Como en un sueño, escuchó detonaciones; luego, la bruma retornó a su
cerebro. Tuvo conciencia del mundo y de sí mismo mucho más tarde, casi
anocheciendo; miró en derredor asombrado. La manta de pieles sobre la que estaba
acostado cerca del agua y las alegres llamaradas de una fogata indicaban la
presencia de seres humanos. El pequeño manantial bajo las palmeras le pareció una
bendición. ¡Agua limpia y fresca! Se sintió bastante bien, aunque casi no veía. Sus
dedos recorrieron la cadena de plata y acariciaron el medallón con la efigie de un
camello y dos cimitarras en cruz en la base; distintivo de su rango dentro de la tribu.
Lo sobresaltó un disparo cercano. Luego, en medio del más completo silencio, se
durmió. Rememoró en sus sueños cómo era seducido con engaños, arrancado del
seno familiar y abandonado a su suerte en medio del desierto. Despertó en la
oscuridad, alguien llegaba cantando. El hombre se acercó sonriente.
-¡Estás despierto! ¿Cómo te sientes?
-Bien... muy bien. Te debo la vida...
-No tiene importancia. En todo caso, agradece a mi camello, él te salvó.
Llegamos muy a tiempo, disparé sobre los buitres que tenías encima; por suerte no te
hicieron daño.
-¿Qué lugar es este?
-El mejor.
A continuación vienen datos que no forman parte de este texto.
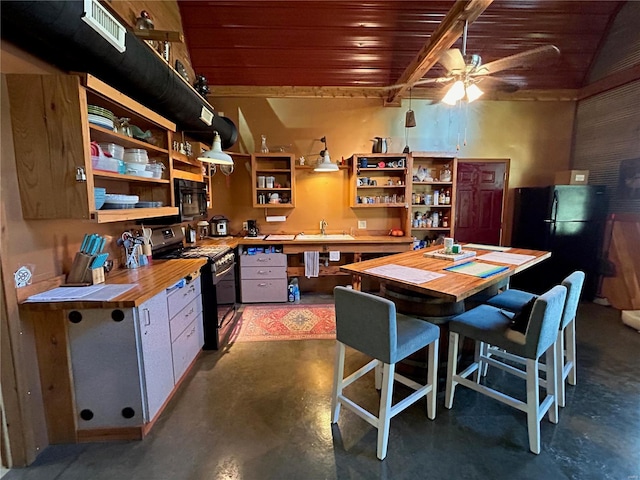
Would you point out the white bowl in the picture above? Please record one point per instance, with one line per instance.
(137, 167)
Estamos en el Oasis de los Venados, abrevan aquí; se espantaron al
vernos pero volverán cuando tengan sed. ¡Mira!, cacé uno cuando huían; su carne es
exquisita -dijo el árabe, aprestándose a desatar la presa, que se columpiaba, sujeta a
la montura por una correa de cuero.
Mientras observaba a su salvador, metió la ampollada mano en el agua fresca
y derramó un poco sobre las quemaduras de su rostro; sintió la caricia del líquido en
la cara y sonriendo ante tanta felicidad, se dispuso a descansar... descansar... des...
can...
Las facciones del joven causaban espanto. Una ojeada le sobró para hacerse un
cuadro de situación; las cuencas vacías de los ojos eran mudo y elocuente testimonio del
horroroso martirio sufrido. Convencido de que podía hacer muy poco por aquel
infortunado, se inclinó sobre él sosteniendo la cantimplora; un sorbito le aliviaría en
parte; vertió unas gotas en la cara del desdichado, lo vio sonreír y... Detuvo su accionar;
quedó con la mano en alto; era inútil, no requería más cuidados. Ante ese paso sutil,
inexorable e involuntario, el breve tránsito de la vida a la muerte; una inmensa mezcla
de rabiosa impotencia y compasión dominaron su espíritu.
No era la primera vez que se encontraba cara a cara con la parca, y siempre que
ocurría experimentaba lo mismo.
La dolorosa certeza de la pequeñez del hombre.
¡El Hombre! ¡El Hombre…!
Un diminuto grano de arena en el infinito desierto del cosmos.